Useful critical values of z:
Level of confidence
One tail test*
Two tail test
* plus or minus depending on the direction of the test.
22.214.171.124 Summary of hypothesis testing
The general principles for hypothesis testing are:
1. Define the hypotheses: null hypothesis (H0) and alternative hypothesis (HA).
2. Decide upon an appropriate confidence level; usually 95% or 99%.
3. Derive the testing statistic, this is the basis for the computation and decision regarding the null hypothesis (H0) and depends upon the test used.
4.Derive the critical value for the testing statistic this depends upon the hypotheses and the confidence level.
5. State the decision rule, always of the form 'reject the null hypothesis (H0) if…' the critical value is not satisfied.
6. Calculate the testing statistics on the basis of the sample data.
7. Decision: by comparing the calculated and critical value of the testing statistic on the basis of the stated decision rule, the null hypothesis is either rejected or not rejected at a given level of confidence (significance). Finally, explain what the decision means in relation to the data being tested.
Note that there is always a small possibility that the decision is incorrect. There are two types of errors that can result from a hypothesis test. These are known as Type I and Type II errors.
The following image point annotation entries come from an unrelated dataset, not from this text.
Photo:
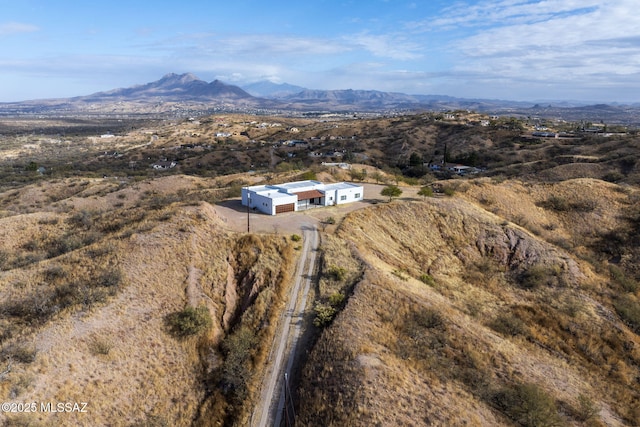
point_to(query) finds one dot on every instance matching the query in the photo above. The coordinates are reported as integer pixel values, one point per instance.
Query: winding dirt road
(270, 411)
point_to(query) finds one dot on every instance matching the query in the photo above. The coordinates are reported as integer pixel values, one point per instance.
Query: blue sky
(528, 50)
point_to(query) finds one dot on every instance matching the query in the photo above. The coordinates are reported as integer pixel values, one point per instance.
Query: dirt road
(270, 412)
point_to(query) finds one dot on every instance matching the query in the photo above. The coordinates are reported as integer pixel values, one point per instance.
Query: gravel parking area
(235, 215)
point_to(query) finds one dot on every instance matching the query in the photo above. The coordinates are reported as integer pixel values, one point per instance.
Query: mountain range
(186, 94)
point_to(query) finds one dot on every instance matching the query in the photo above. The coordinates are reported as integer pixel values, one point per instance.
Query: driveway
(235, 215)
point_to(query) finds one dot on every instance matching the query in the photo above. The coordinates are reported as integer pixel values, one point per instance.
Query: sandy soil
(235, 215)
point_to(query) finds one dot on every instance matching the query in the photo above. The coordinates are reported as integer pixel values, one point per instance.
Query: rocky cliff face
(465, 317)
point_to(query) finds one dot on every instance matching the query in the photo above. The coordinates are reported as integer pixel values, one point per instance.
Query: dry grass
(88, 287)
(505, 315)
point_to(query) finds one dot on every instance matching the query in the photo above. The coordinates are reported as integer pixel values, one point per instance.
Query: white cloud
(386, 46)
(9, 28)
(552, 43)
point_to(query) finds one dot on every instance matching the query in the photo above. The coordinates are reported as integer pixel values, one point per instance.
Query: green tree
(425, 192)
(415, 160)
(391, 191)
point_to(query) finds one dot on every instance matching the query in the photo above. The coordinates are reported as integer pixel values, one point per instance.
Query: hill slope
(463, 317)
(92, 290)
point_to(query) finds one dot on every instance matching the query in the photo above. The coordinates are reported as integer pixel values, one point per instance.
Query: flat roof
(341, 186)
(299, 184)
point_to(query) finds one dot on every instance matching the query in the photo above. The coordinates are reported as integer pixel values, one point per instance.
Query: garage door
(285, 208)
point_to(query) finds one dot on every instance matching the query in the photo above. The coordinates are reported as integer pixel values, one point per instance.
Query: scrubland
(500, 305)
(508, 299)
(136, 300)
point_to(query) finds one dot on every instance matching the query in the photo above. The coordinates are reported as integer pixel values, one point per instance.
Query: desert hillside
(136, 300)
(500, 305)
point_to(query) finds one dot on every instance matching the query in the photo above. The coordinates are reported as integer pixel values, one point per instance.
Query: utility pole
(248, 207)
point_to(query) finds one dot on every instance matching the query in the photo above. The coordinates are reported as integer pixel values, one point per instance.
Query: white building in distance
(300, 195)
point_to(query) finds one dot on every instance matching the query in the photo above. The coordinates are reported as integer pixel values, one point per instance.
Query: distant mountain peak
(271, 89)
(182, 78)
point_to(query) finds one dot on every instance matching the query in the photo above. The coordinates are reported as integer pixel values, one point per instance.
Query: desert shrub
(619, 277)
(109, 278)
(81, 219)
(539, 275)
(427, 279)
(152, 421)
(189, 321)
(526, 404)
(238, 350)
(324, 314)
(53, 273)
(336, 299)
(555, 203)
(100, 346)
(448, 191)
(508, 324)
(628, 308)
(587, 409)
(20, 353)
(336, 273)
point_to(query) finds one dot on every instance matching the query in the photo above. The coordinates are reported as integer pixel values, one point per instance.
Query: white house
(300, 195)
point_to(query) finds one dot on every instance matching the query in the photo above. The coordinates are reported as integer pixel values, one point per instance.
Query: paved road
(270, 411)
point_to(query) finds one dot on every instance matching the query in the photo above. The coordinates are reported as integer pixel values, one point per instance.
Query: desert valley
(488, 276)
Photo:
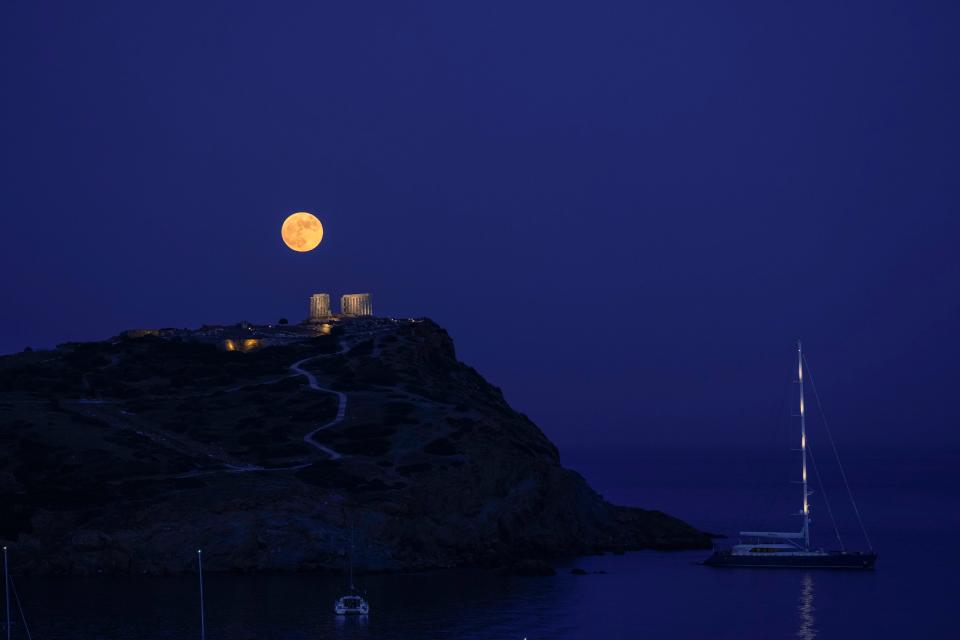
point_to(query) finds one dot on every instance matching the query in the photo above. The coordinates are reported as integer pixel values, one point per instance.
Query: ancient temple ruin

A Type I error occurs when the researcher rejects a null hypothesis when it should not have been rejected. The probability of committing a Type I error is the significance level (usually 5% or 1%). This probability is also referred to as 'alpha'.
A Type II error occurs when the researcher fails to reject a null hypothesis that is false. The probability of committing a Type II error is called 'beta'. A Type II error occurs when the test is not sufficiently sensitive or powerful enough to identify a difference when it actually exists. This may be, for example, because the sample is not big enough, the confidence level is set too high or the measured difference is small. The probability of not committing a Type II error is called the 'power' of the test.
The consequences of a Type I and a Type II error are not the same. Suppose two alternative headache pills are being compared to see which acts faster. Rejecting a null hypotheses that says that they act equally fast (H0:µ1=µ2) is a Type I error when in fact they are equally speedy. The consequence of wrongly rejecting the null hypothesis is not problematic as the benefit to patients is the same for either pill. However, a Type 2 error, failing to reject the null hypothesis when it should be rejected, means that the faster acting pill is not made available in preference to the slower acting one. So, when conducting a hypothesis test, consider the consequences of making Type I and Type II errors and choose the testing circumstances that take account of the consequences.
If you want to understand the principles of significance testing make sure you are able answer the following.
What is a sample?
What is the population?
What is sampling error?
What causes sampling error?
What is standard error?
What is a sampling distribution?
How does the sampling distribution differ from the population distribution?
What are confidence limits?
What is meant by significance level?
What is the null hypothesis?
Why do we define an alternative hypothesis?
What does the critical value of the testing statistics show?
What defines the testing statistic?
What is the basis for the decision rule when testing a hypothesis?
Why do we never accept the null hypothesis?
In the end, the analysis is guided by the hypotheses (see Section 8.3.4) being explored and relies on the ingenuity and imagination of the researcher in relating the data to social scientific theory.